Auch im Wahlkampf 2013 bleibt Kauder seiner Linie treu. Wieder hat er den Verteidigungsminister in seinen Wahlkreis geladen. Diesmal Thomas de Maizière, der klare Worte spricht: Zum Aufgabenspektrum der Streitkräfte würden, so de Maizière, heute auch Auslandseinsätze zählen. „Die können gefährlich sein – Töten und Sterben gehören dazu“, verkündete der gebürtige Bonner bereits 2011 zu Hochzeiten des Kampfeinsatzes in Afghanistan.

Auch Verteidigungsminister de Maizière hilft gerne

In Sachen Waffenhandel ebnete de Maizière den Rüstungsproduzenten und -exporteuren auch in Kauders Wahlkreis den Weg: Die Lieferung von Kriegswaffen an Saudi-Arabien halte er für legitim, das Land spiele eine große Rolle für die Stabilität im Nahen Osten. Daher sei die Stärkung der Stabilität Saudi-Arabiens „mit geeigneten Mitteln“ eine vernünftige Entscheidung.

Das kann den hohen Herren bei Heckler & Koch gefallen. Bekanntlich durfte die Waffenschmiede mit Genehmigung der Bundesregierung die lukrative Lizenz für das G36-Sturmgewehr vergeben und als Generalunternehmer einen „Waffenpalast“ auf dem Gelände des saudi-arabischen Rüstungsunternehmens Firma MIC errichten. Geschätzte Gesamteinnahmen: 250 Millionen Euro. Und auch die Rheinmetall AG mit den vormaligen Mauser-Werken profitiert. Mauser produziert die Bordkanone BK27 für den derzeit laufenden Exportdeal von 72 Kampfflugzeugen des Typs Eurofighter/Typhoon an die Militärs in Riad.

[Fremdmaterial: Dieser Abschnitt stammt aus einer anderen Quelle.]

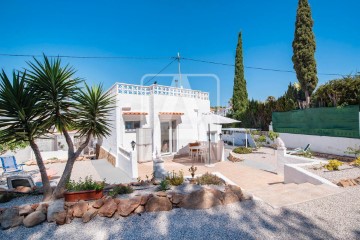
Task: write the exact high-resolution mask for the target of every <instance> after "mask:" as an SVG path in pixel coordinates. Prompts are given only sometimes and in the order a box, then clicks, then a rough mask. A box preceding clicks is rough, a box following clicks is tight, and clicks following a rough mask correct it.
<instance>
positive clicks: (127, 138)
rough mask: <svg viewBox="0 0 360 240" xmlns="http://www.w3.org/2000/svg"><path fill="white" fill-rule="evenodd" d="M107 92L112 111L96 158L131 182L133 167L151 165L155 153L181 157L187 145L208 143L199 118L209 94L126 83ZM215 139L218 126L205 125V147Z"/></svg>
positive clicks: (203, 114) (217, 132) (202, 126)
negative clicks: (107, 131)
mask: <svg viewBox="0 0 360 240" xmlns="http://www.w3.org/2000/svg"><path fill="white" fill-rule="evenodd" d="M109 91H111V93H112V94H114V95H116V108H115V110H114V112H113V115H112V118H111V121H112V132H111V135H110V136H108V137H107V138H105V139H102V141H100V142H99V144H100V145H101V148H100V155H101V156H100V157H104V156H105V157H106V158H107V159H108V160H109V162H111V163H112V164H113V165H114V166H116V167H120V168H121V169H123V170H124V171H125V172H126V173H129V172H130V175H131V177H133V178H134V177H136V175H137V169H136V168H137V165H136V164H135V162H145V161H151V160H152V159H153V155H154V153H156V152H157V153H158V154H161V155H170V154H185V153H188V144H189V143H190V142H195V141H208V124H207V123H206V122H205V121H204V120H203V118H204V116H205V115H206V114H209V113H210V100H209V93H207V92H201V91H197V90H192V89H184V88H179V87H169V86H160V85H157V84H153V85H151V86H142V85H132V84H126V83H116V84H114V85H113V86H112V87H111V88H110V90H109ZM220 133H221V125H215V124H211V125H210V139H211V142H218V141H219V140H220V137H221V134H220ZM132 145H134V149H133V146H132ZM130 162H132V163H130ZM135 165H136V166H135Z"/></svg>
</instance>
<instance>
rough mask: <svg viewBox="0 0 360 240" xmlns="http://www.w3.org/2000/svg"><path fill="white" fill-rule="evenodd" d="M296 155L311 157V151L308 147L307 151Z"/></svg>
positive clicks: (304, 156) (308, 157) (305, 156)
mask: <svg viewBox="0 0 360 240" xmlns="http://www.w3.org/2000/svg"><path fill="white" fill-rule="evenodd" d="M298 155H300V156H303V157H306V158H312V152H311V151H310V148H309V149H308V150H307V151H303V152H301V153H300V154H298Z"/></svg>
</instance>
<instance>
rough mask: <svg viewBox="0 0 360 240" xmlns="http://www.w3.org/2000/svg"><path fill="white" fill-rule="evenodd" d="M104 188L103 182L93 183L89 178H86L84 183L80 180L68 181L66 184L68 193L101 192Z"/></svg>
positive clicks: (93, 180) (89, 176)
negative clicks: (93, 191)
mask: <svg viewBox="0 0 360 240" xmlns="http://www.w3.org/2000/svg"><path fill="white" fill-rule="evenodd" d="M104 186H105V181H102V182H95V181H94V180H93V179H92V177H91V176H86V177H85V181H82V180H81V178H80V179H79V181H78V182H76V181H74V180H70V181H68V182H67V183H66V190H68V191H85V190H96V191H100V190H103V189H104Z"/></svg>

Waffen für Saudi-Arabien – an schlimmste Christenverfolger

Bliebe noch die Menschenrechtsfrage. Im Weltverfolgungsindex 2013 rangiert Saudi-Arabien – einzig übertroffen von Nordkorea – auf dem zweiten Platz bei den Christenverfolgungen. „Religionsfreiheit existiert nicht in dem wahhabitischen Königreich, in dem es den Bürgern nur gestattet ist, einer einzigen Religion anzugehören: dem Islam“, benennt der Weltverfolgungsindex die dramatische Lage. Weder sei der Schutz der Religionsfreiheit gesetzlich vorgesehen, noch existiere dieser in der Praxis. „Apostasie, der Übertritt zu einer anderen Religion, ist ein todeswürdiges Verbrechen – falls der ,Abtrünnige‘ nicht widerruft“, so die Analyse der Christenverfolgung in Saudi-Arabien.

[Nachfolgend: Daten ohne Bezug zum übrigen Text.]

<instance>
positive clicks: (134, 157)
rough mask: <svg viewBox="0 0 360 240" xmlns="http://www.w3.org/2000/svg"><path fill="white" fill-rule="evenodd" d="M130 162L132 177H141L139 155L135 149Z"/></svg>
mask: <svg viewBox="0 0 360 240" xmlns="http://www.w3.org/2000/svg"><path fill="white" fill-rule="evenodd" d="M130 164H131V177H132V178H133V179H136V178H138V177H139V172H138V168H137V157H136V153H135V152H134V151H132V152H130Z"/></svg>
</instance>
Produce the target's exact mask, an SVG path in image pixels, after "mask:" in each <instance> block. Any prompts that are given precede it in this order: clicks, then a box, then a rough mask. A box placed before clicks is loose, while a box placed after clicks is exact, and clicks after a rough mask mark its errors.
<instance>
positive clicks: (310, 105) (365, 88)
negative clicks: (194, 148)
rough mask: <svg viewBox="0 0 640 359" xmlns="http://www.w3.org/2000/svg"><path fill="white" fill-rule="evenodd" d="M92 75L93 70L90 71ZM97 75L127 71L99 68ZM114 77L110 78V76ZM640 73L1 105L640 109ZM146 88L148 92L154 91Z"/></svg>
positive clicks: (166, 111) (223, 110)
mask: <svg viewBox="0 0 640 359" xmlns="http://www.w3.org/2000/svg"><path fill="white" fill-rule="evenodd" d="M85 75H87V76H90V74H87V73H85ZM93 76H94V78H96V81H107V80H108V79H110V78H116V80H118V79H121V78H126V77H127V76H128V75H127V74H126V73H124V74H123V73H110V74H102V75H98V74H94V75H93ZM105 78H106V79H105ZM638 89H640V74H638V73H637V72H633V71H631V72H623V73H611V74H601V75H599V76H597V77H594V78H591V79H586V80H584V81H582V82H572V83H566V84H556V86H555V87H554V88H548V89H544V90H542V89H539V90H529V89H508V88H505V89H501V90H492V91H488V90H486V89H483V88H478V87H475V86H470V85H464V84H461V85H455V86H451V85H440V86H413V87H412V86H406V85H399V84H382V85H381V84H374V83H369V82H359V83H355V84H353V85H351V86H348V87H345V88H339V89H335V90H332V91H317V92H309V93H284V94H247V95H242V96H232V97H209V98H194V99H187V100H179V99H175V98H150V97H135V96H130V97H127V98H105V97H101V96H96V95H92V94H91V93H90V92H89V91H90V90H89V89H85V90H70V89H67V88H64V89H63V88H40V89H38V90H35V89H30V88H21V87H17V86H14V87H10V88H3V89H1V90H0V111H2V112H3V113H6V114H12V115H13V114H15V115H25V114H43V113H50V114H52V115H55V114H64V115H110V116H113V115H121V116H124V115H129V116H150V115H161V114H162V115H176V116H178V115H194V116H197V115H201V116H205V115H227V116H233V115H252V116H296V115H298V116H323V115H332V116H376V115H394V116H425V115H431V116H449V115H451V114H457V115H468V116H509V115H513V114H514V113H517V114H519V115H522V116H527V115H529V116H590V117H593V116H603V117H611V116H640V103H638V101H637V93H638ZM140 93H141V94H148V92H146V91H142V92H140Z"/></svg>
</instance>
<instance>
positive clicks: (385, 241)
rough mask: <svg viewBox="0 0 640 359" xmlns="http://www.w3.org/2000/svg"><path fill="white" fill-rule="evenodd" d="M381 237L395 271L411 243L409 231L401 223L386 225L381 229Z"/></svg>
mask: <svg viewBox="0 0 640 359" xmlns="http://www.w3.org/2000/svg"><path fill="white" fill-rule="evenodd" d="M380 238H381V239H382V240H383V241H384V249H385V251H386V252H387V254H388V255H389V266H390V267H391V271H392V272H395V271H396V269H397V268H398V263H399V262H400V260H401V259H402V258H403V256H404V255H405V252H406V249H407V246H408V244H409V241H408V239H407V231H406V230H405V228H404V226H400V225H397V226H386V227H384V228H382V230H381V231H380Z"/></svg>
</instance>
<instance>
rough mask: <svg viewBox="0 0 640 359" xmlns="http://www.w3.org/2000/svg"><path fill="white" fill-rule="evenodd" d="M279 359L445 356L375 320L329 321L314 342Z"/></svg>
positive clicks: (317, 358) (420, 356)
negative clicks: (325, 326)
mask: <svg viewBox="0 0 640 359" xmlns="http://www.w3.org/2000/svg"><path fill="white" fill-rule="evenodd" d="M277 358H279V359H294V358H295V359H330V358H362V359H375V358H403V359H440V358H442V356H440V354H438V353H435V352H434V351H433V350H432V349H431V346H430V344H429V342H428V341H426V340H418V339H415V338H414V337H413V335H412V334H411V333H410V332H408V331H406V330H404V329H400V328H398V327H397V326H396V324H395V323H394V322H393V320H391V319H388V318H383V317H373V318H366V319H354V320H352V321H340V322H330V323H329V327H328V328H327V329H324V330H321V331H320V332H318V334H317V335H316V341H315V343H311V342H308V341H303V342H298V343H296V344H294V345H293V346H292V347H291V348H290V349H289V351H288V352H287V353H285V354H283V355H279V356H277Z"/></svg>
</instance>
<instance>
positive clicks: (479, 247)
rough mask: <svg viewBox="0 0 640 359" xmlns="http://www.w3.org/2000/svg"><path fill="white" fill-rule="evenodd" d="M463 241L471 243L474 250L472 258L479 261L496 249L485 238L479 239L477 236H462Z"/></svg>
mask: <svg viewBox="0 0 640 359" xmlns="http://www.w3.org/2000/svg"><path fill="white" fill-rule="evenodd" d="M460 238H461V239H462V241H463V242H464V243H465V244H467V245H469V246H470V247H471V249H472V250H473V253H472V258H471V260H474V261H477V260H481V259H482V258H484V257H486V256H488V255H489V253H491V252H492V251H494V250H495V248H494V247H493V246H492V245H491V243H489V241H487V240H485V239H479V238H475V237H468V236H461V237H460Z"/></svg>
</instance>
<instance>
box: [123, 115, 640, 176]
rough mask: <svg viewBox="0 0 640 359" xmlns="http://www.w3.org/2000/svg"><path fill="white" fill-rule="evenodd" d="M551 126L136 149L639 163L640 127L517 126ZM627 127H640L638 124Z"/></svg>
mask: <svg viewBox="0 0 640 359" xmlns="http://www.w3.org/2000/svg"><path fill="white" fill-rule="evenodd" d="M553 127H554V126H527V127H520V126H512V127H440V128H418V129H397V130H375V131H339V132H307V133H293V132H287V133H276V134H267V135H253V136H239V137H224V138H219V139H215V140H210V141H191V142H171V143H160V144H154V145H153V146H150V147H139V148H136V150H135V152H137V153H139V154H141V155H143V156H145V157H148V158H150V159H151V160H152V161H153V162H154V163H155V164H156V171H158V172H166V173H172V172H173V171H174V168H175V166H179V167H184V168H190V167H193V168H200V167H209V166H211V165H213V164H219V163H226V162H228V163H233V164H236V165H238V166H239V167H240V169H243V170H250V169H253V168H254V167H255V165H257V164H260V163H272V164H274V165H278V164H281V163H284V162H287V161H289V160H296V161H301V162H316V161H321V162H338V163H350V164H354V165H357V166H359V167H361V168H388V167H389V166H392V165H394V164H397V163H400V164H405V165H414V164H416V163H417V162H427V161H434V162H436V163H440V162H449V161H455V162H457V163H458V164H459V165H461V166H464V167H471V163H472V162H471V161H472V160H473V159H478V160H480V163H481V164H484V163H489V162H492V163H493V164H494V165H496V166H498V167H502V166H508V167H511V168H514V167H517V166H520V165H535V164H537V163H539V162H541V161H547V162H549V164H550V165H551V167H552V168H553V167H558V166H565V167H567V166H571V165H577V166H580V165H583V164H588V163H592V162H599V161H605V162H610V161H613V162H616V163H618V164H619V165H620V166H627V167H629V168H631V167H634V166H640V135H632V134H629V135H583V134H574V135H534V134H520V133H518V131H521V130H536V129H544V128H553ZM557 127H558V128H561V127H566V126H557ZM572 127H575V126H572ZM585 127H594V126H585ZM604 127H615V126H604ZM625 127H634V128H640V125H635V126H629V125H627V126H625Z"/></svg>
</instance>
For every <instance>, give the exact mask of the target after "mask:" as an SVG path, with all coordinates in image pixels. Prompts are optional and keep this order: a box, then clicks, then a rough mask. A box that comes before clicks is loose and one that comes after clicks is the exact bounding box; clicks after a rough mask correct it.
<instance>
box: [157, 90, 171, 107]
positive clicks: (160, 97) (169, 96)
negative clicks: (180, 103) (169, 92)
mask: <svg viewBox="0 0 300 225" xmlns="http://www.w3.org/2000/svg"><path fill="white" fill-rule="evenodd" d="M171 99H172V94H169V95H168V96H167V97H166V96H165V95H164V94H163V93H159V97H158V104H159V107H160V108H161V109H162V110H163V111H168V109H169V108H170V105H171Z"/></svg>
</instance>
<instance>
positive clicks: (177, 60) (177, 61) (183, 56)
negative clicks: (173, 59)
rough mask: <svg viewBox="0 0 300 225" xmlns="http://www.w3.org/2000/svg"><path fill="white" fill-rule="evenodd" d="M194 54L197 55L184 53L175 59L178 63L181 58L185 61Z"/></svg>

Für de Maizière sind Menschenrechtsverletzungen, zu denen auch die Christenverfolgung zählt, kein Ausschlusskriterium für Waffenhandel mit den Machthabern auf der arabischen Halbinsel. So sei es „einfach zu sagen, Menschenrechte sind hier das alleinige Kriterium“. Aber das, so der Bundesminister der Verteidigung, „reicht nicht aus“. Ideal für Kauder, dass sein Gast de Maizière hier den Ausputzer gibt. Als „Wahlkampf-Höhepunkt“ hat er ihm am 11. September im Schramberger Bärensaal präsentiert.

Bleibt die finale Frage: Welche Strategie verfolgt Kauder mit seiner Doppelmoral? Die Antwort liegt auf der Hand: Will die „Christlich“ Demokratische Union die Bundestagswahl gewinnen, muss sie für alle wählbar sein – für werteorientierte Kirchgänger gleichermaßen wie für profitorientierte Manager der Rüstungsindustrie.

■ Jürgen Grässlin ist Autor des „Schwarzbuch Waffenhandel. Wie Deutschland am Krieg verdient“. Er ist Sprecher mehrerer Friedensorganisationen und der Kampagne „Aktion Aufschrei – Stoppt den Waffenhandel!“ sowie Träger des Aachener Friedenspreises.